The Eastern Cape government-funded Ncerha Macadamia Farm harvested 58 tons of high-export macadamia nuts during this year’s harvest despite the crippling drought.
This is the farm’s fifth harvest in four years. The 2013 harvest yielded just 8.7 tons but last year, that number went up to 80 tons.
The state has invested R147-million into the project to date, with 151 people having been employed.
Rural development and agrarian reform MEC Mlibo Qoboshiyane said: “In order for us to benefit from the inheritance of our country, there must be peace and safety for our people. I am here to say ‘let us promote this idea and preserve what had been started and protect these orchards for generations to come’. We need to leave behind something great for our sweat.”
Qoboshiyane said while South Africa’s macadamia nut industry is now in second place globally after being surpassed by Australia due to the drought in the country, things would turn around.

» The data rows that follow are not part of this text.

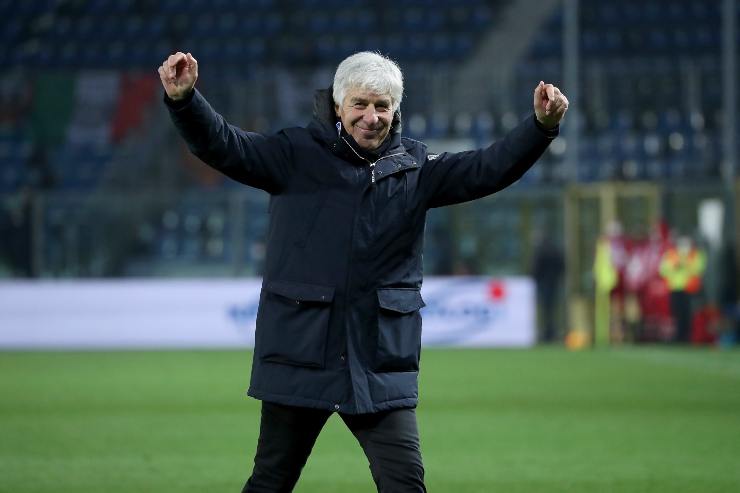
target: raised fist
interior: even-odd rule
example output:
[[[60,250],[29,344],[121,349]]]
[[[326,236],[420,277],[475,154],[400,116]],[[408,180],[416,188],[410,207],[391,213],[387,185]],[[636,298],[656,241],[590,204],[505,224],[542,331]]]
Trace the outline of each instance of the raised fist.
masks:
[[[556,127],[566,111],[568,111],[568,98],[565,94],[552,84],[540,81],[534,90],[534,112],[542,126]]]
[[[167,57],[157,71],[167,96],[177,101],[193,90],[198,80],[198,61],[190,53],[178,51]]]

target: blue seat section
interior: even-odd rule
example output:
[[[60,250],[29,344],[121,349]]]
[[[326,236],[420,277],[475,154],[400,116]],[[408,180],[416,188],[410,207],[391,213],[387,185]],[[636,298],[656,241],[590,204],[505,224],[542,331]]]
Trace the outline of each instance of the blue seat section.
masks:
[[[33,144],[20,131],[0,131],[0,193],[13,192],[38,181],[33,161]]]
[[[50,157],[56,188],[66,191],[92,190],[100,183],[111,159],[112,149],[104,146],[70,145]]]
[[[367,48],[455,60],[505,0],[2,0],[3,65],[150,69],[175,48],[210,64],[336,63]],[[393,12],[387,15],[385,12]],[[400,35],[399,35],[400,33]]]
[[[185,196],[166,207],[159,217],[141,225],[143,257],[169,263],[232,265],[241,262],[257,274],[264,262],[267,233],[267,200],[257,192],[241,191],[239,212],[249,220],[246,230],[236,231],[234,196],[204,201],[202,196]],[[240,247],[238,251],[234,248]],[[239,258],[235,258],[238,255]]]
[[[721,2],[580,2],[579,15],[578,178],[719,179]],[[518,64],[519,87],[563,86],[562,40],[558,10]],[[545,167],[563,164],[555,154]]]
[[[539,80],[568,92],[562,9],[555,9],[538,29],[516,66],[506,94],[513,108],[510,102],[502,107],[484,102],[473,113],[456,111],[454,103],[437,108],[415,84],[424,81],[419,85],[430,87],[434,68],[454,73],[456,63],[470,57],[484,33],[495,28],[506,1],[0,0],[0,65],[71,72],[151,71],[167,53],[184,49],[208,67],[199,84],[208,88],[209,100],[229,108],[232,100],[220,100],[218,94],[228,93],[223,86],[234,85],[225,78],[235,71],[246,78],[270,70],[331,72],[337,60],[350,53],[377,50],[404,66],[408,136],[464,138],[482,146],[531,111],[531,91]],[[719,177],[720,10],[721,2],[692,0],[580,2],[580,114],[575,115],[574,108],[566,120],[566,125],[581,126],[580,180]],[[315,86],[314,80],[301,82]],[[278,84],[275,91],[283,94]],[[294,121],[296,115],[307,114],[303,108],[282,111],[280,98],[272,99],[278,102],[261,106],[267,120],[264,130],[305,123]],[[240,115],[229,116],[239,122]],[[559,139],[543,157],[543,169],[533,169],[522,183],[572,177],[566,159],[573,144]],[[24,183],[28,158],[3,154],[2,145],[15,145],[0,142],[5,165],[0,187],[12,189]],[[57,149],[49,156],[57,186],[95,186],[112,153],[112,148]]]

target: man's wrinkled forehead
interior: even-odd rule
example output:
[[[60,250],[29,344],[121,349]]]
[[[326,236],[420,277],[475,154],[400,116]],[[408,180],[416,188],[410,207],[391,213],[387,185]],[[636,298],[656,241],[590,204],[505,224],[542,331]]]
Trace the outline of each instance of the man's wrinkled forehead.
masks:
[[[393,98],[391,98],[390,94],[378,94],[373,90],[362,87],[354,87],[347,91],[345,101],[350,104],[373,103],[377,105],[383,103],[386,106],[391,106],[393,104]]]

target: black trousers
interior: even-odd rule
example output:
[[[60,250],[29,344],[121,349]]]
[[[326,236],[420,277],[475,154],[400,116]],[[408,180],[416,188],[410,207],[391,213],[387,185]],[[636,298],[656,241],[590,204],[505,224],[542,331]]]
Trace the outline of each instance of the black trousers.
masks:
[[[263,402],[254,470],[242,493],[293,491],[331,414]],[[339,416],[364,450],[379,492],[426,492],[414,409]]]
[[[691,301],[686,291],[671,291],[671,314],[676,326],[674,342],[691,341]]]

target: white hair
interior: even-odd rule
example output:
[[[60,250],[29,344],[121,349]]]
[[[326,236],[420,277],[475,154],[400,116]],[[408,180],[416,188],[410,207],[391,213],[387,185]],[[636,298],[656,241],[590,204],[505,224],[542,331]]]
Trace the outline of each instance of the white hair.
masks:
[[[334,103],[341,105],[347,91],[364,89],[380,96],[389,95],[393,111],[401,106],[403,74],[396,62],[380,53],[361,51],[345,58],[334,74]]]

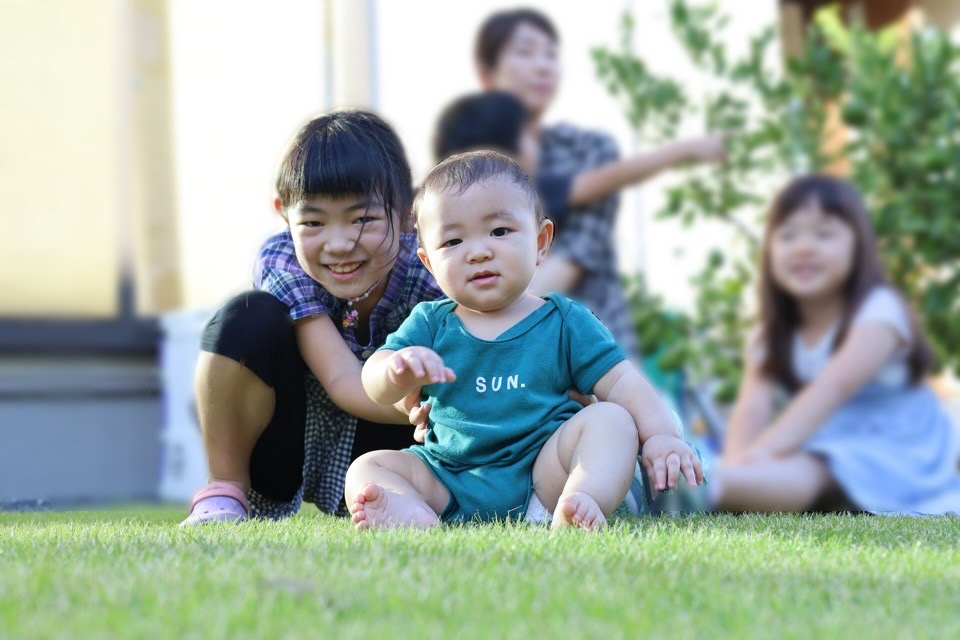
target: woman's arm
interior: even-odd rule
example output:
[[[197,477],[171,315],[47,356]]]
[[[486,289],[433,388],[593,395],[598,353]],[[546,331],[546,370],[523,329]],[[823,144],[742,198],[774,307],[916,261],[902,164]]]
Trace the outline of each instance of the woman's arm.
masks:
[[[298,320],[294,331],[300,354],[334,404],[371,422],[409,424],[406,413],[374,402],[363,390],[362,363],[350,351],[329,316]]]
[[[684,162],[720,162],[724,157],[722,135],[674,142],[577,174],[570,187],[569,204],[576,207],[600,200]]]
[[[781,457],[799,450],[834,411],[883,368],[900,345],[901,338],[888,324],[852,327],[820,375],[748,446],[747,459]]]

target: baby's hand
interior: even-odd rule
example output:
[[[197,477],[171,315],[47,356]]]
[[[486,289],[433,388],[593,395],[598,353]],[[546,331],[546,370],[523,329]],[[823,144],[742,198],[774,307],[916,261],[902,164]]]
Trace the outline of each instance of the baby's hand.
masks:
[[[437,352],[426,347],[405,347],[387,360],[387,377],[398,387],[453,382],[457,376],[445,367]]]
[[[703,482],[703,465],[700,458],[690,449],[690,445],[675,435],[660,433],[647,438],[643,443],[640,456],[647,477],[657,491],[677,486],[680,473],[687,484],[699,485]]]

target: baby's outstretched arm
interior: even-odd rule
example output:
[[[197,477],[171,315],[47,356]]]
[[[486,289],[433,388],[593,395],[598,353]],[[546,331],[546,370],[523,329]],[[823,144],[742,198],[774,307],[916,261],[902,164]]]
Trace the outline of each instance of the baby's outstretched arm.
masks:
[[[642,461],[658,491],[674,487],[680,474],[691,485],[703,481],[703,465],[680,438],[673,417],[656,390],[627,361],[607,371],[593,387],[601,400],[626,409],[637,425]]]
[[[361,372],[363,388],[375,402],[394,404],[416,387],[453,382],[457,376],[444,366],[436,351],[426,347],[382,349],[367,360]]]

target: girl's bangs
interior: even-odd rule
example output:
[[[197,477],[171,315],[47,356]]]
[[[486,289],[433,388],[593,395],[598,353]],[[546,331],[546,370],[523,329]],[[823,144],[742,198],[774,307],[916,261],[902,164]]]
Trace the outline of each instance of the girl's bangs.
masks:
[[[364,145],[344,141],[339,136],[314,139],[303,158],[303,183],[298,185],[299,199],[310,196],[339,198],[363,195],[380,199],[384,167]]]
[[[776,201],[771,212],[771,226],[782,224],[793,213],[803,207],[816,203],[820,209],[847,223],[853,223],[856,215],[856,202],[844,185],[827,176],[807,176],[792,182]]]

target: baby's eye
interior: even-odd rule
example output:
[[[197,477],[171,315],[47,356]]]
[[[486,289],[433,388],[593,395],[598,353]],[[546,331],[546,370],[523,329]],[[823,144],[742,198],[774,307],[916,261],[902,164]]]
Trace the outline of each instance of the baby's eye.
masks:
[[[371,222],[376,222],[379,220],[376,216],[360,216],[353,221],[353,224],[370,224]]]
[[[463,242],[463,241],[462,241],[460,238],[452,238],[452,239],[450,239],[450,240],[447,240],[446,242],[444,242],[444,243],[443,243],[442,245],[440,245],[440,246],[441,246],[441,247],[455,247],[455,246],[457,246],[458,244],[460,244],[461,242]]]
[[[313,229],[316,227],[322,227],[323,223],[320,222],[319,220],[304,220],[303,222],[300,223],[300,226],[309,227]]]
[[[501,236],[507,235],[508,233],[510,233],[510,229],[507,229],[506,227],[497,227],[496,229],[490,232],[490,235],[492,235],[495,238],[499,238]]]

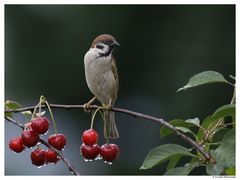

With 20ha already planted, the remaining 9ha will be planted next month to reach the target of 30ha in total.
Apart from the harvest, the farm also launched its first annual harvest festival, which will be held next month.
The festival will celebrate community achievements within the macadamia industry, broaden macadamia production knowledge in rural communities and further help them to grow economically.
Locals will exhibit their arts and crafts at the festival from September 8 to 10.
The multimillion-rand government-funded festival will offer 130 food stalls, local entertainment and a kids area.
Ncera Macadamia Farming director Mkhululi Pakade said they would also be launching a garden of remembrance and goodwill to be named after the traditional leader of the area, Nkosi Nobhotwe Jongilanga.
“This will be a 5ha piece of land dedicated to planting more than 1200 macadamia trees which can be donated by visitors and friends of the Ncera community.